Tucker L, Tangedahl T N
Postgrad Med. 1979 Oct;66(4):179-80, 183-4. doi: 10.1080/00325481.1979.11715280.
In some patients, gallstones are asymptomatic, lying dormant in the gallbladder or wedged in the cystic duct. In others, stones cause specific symptoms of gallbladder disease, such as biliary colic, acute cholecystitis, or cholangitis. Symptoms of flatulent dyspepsia are not markers of gallstone disease, since they occur equally in those with and without gallstones. Complications of gallstone disease include pancreatitis, biliary-enteric fistulas, hydrops, limy bile, porcelain gallsbladder, and carcinoma of the gallbladder. Cholecystectomy is indicated for symptomatic gallstones; for suspected stones in diabetics, who are at high risk should complications of gallstone disease occur; and in a few other limited situations. Prophylactic cholecystectomy for asymptomatic gallstones remains controversial.

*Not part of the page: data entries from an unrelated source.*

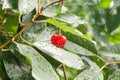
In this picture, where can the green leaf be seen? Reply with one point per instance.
(10, 4)
(110, 51)
(26, 6)
(15, 69)
(70, 18)
(75, 48)
(115, 75)
(74, 35)
(11, 25)
(105, 3)
(86, 45)
(41, 68)
(91, 73)
(50, 11)
(61, 55)
(64, 27)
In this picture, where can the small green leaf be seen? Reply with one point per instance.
(115, 75)
(41, 68)
(50, 11)
(10, 4)
(91, 73)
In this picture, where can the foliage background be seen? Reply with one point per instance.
(97, 22)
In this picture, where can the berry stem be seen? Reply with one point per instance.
(64, 72)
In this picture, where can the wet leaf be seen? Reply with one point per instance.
(41, 68)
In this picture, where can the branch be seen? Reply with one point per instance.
(52, 3)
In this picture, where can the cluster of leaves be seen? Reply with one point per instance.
(33, 57)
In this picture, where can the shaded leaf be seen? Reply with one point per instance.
(50, 11)
(64, 27)
(82, 42)
(10, 4)
(110, 51)
(75, 48)
(26, 6)
(115, 75)
(41, 68)
(105, 3)
(14, 70)
(59, 54)
(91, 73)
(70, 18)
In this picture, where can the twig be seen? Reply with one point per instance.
(64, 72)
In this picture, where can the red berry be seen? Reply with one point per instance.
(58, 40)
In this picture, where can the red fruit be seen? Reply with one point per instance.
(58, 40)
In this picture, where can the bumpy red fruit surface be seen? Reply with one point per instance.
(58, 40)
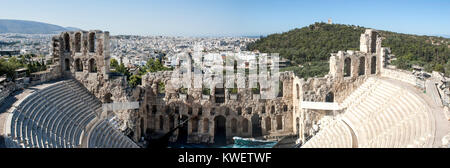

在一些患者中,胆结石没有症状,蛰伏于胆囊内或嵌顿在胆囊管中。在另一些患者中,结石会引发胆囊疾病的特定症状,如胆绞痛、急性胆囊炎或胆管炎。肠胃气胀性消化不良的症状并非胆结石疾病的标志,因为无论有无胆结石,这些症状出现的几率相同。胆结石疾病的并发症包括胰腺炎、胆肠瘘、胆囊积水、石灰样胆汁、瓷性胆囊和胆囊癌。有症状的胆结石患者、糖尿病患者中疑似有结石(如果发生胆结石疾病并发症风险较高)以及其他一些有限的情况下,需要进行胆囊切除术。对于无症状胆结石进行预防性胆囊切除术仍存在争议。